While legislative leaders had originally hoped to avoid a special session, or at least restrict it to a limited number of bills, House Speaker Matt Ritter, D-Hartford, said “everything is on the table” after it appeared Republicans would use up the remaining hours of the legislative session debating the cannabis proposal.

"Because we were not allowed to do the business we needed to do today, every item to me is open for consideration in the special session,” he said on Wednesday, acknowledging that list could be expansive. “They should have allowed us to vote. So, that’s how it’s going to be.”

Ritter said the special session could be held in a week or two.

Besides the cannabis bill, lawmakers are expected to take up a bill that spells out the details of the budget. Often, that piece of legislation is used to resurrect proposals that died during the session and is sometimes jokingly referred to as a Christmas tree.

While Democratic Gov. Ned Lamont said Thursday he didn't “want any Christmas trees” or a “whole second round” of the regular legislative session, he would like it if the Democratic-controlled General Assembly considered taking up his proposal to have Connecticut formally adopt the regional Transportation and Climate Initiative Program, which wasn't included in the final budget deal.

“If we have a chance to revisit it, why not,” asked Lamont.

Under the bill, the Department of Energy and Environmental Protection would adopt regulations for the program, which the leaders of Massachusetts, Rhode Island and Washington, D.C., have also signed onto, along with Lamont. A cap would be established on greenhouse gas emissions from gasoline and on-road diesel fuel. Wholesale fuel suppliers would then be required to purchase “allowances” at an auction, beginning in 2023, to cover the cost of the pollution from those fuels.

Advocates have said the funds generated — an estimated $1 billion over 10 years — would pay for clean transportation investments, with at least half invested in communities adversely impacted by air pollution. But Republicans maintain the plan will result in higher gasoline prices for consumers, possibly an additional 5 to 9 cents-per-gallon or more.

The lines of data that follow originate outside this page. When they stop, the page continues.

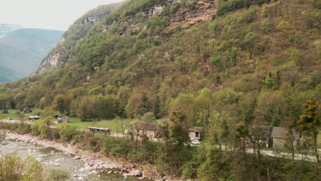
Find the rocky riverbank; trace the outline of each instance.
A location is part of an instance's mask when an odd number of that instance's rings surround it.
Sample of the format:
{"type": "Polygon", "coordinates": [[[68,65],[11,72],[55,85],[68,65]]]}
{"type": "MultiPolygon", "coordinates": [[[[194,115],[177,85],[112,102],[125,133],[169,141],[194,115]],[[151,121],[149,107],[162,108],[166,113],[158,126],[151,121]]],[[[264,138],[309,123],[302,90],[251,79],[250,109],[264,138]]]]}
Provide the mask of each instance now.
{"type": "MultiPolygon", "coordinates": [[[[73,159],[79,160],[84,163],[84,167],[80,169],[80,172],[91,171],[95,174],[99,173],[97,170],[104,170],[108,173],[117,173],[122,174],[125,178],[136,177],[140,180],[169,180],[166,177],[160,176],[152,166],[145,166],[144,169],[139,165],[127,163],[120,159],[108,158],[99,153],[84,151],[75,145],[63,145],[55,141],[49,141],[29,134],[21,135],[10,131],[1,130],[1,132],[4,132],[6,139],[29,143],[46,148],[54,148],[64,154],[73,157],[73,159]]],[[[40,161],[41,158],[37,159],[40,161]]],[[[60,161],[62,160],[58,160],[58,159],[53,160],[52,164],[59,166],[60,161]]]]}

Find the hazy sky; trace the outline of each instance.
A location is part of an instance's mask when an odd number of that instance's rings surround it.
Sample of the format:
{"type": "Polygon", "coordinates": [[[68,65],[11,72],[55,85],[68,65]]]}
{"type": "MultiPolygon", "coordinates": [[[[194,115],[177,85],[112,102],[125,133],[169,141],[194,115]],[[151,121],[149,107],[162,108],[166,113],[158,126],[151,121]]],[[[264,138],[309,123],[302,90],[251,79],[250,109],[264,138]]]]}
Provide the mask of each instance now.
{"type": "Polygon", "coordinates": [[[123,0],[0,0],[0,23],[67,30],[78,18],[99,5],[123,0]]]}

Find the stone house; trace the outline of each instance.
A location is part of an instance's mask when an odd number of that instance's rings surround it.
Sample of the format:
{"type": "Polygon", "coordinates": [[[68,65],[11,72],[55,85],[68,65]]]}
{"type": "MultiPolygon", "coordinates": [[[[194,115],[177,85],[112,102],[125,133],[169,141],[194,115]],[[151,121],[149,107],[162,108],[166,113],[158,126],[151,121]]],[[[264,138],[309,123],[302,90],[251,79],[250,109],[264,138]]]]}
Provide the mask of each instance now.
{"type": "Polygon", "coordinates": [[[252,129],[253,138],[259,138],[261,147],[272,146],[271,140],[271,127],[265,125],[254,125],[252,129]]]}
{"type": "Polygon", "coordinates": [[[163,136],[163,127],[159,124],[139,123],[136,127],[137,135],[146,135],[150,138],[156,138],[163,136]]]}
{"type": "MultiPolygon", "coordinates": [[[[296,129],[292,129],[294,147],[300,145],[300,132],[296,129]]],[[[288,143],[289,131],[287,128],[273,127],[271,137],[273,138],[273,148],[284,148],[285,144],[288,143]]]]}
{"type": "Polygon", "coordinates": [[[64,115],[55,115],[56,117],[56,123],[68,123],[69,121],[69,118],[64,115]]]}
{"type": "Polygon", "coordinates": [[[201,127],[190,127],[189,128],[189,136],[191,141],[200,138],[201,127]]]}

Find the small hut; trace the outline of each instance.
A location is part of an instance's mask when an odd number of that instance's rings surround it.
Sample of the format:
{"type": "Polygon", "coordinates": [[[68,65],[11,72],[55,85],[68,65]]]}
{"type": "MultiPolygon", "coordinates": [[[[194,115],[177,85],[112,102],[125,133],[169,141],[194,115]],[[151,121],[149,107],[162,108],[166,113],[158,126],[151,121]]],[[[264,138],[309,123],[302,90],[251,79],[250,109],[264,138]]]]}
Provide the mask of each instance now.
{"type": "Polygon", "coordinates": [[[69,118],[64,115],[55,115],[56,122],[57,123],[68,123],[69,121],[69,118]]]}
{"type": "Polygon", "coordinates": [[[189,128],[189,136],[191,141],[200,138],[201,127],[190,127],[189,128]]]}
{"type": "Polygon", "coordinates": [[[163,134],[163,127],[159,124],[139,123],[136,129],[139,136],[146,135],[148,138],[156,138],[163,134]]]}
{"type": "Polygon", "coordinates": [[[2,110],[2,114],[8,114],[9,110],[8,109],[3,109],[2,110]]]}

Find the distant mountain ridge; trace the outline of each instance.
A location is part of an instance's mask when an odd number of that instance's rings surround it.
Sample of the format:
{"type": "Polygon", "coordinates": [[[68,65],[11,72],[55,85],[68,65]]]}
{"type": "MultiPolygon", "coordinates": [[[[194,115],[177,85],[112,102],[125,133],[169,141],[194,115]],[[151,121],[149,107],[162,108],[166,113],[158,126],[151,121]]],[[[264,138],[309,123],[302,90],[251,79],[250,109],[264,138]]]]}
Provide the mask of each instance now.
{"type": "Polygon", "coordinates": [[[59,40],[57,46],[45,58],[33,74],[40,74],[64,64],[71,58],[75,43],[85,37],[90,29],[123,2],[99,5],[89,10],[71,25],[59,40]]]}
{"type": "Polygon", "coordinates": [[[63,33],[58,30],[23,28],[0,38],[0,64],[2,66],[0,82],[29,75],[63,33]]]}
{"type": "Polygon", "coordinates": [[[21,28],[23,28],[23,27],[19,24],[0,23],[0,38],[10,34],[14,30],[21,28]]]}

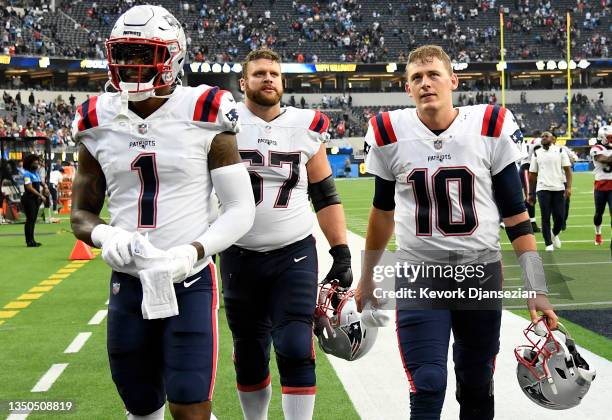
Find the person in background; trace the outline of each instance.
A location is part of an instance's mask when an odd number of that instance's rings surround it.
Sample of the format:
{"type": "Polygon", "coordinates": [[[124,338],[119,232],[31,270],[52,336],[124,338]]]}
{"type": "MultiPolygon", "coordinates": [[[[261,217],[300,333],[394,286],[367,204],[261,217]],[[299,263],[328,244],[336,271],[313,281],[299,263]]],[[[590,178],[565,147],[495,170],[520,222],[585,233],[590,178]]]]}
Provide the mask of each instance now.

House Minority Leader Vincent Candelora, R-North Branford, said Thursday he felt the GOP was being unfairly blamed for the marijuana legalization bill not passing during the regular session, and subsequently forcing lawmakers to go into overtime and possibly voting after all on the governor's Transportation Climate Initiative, which the GOP has labeled a gas tax increase.

“We never threatened to filibuster the bill,” said Candelora, who argued there simply wasn't enough time to thoroughly debate the massive marijuana bill. “And so, I think that it really came down to poor calendar management on the Democrats' side. Look, they have both chambers, they have the governor's office. They had six months to get their work done.”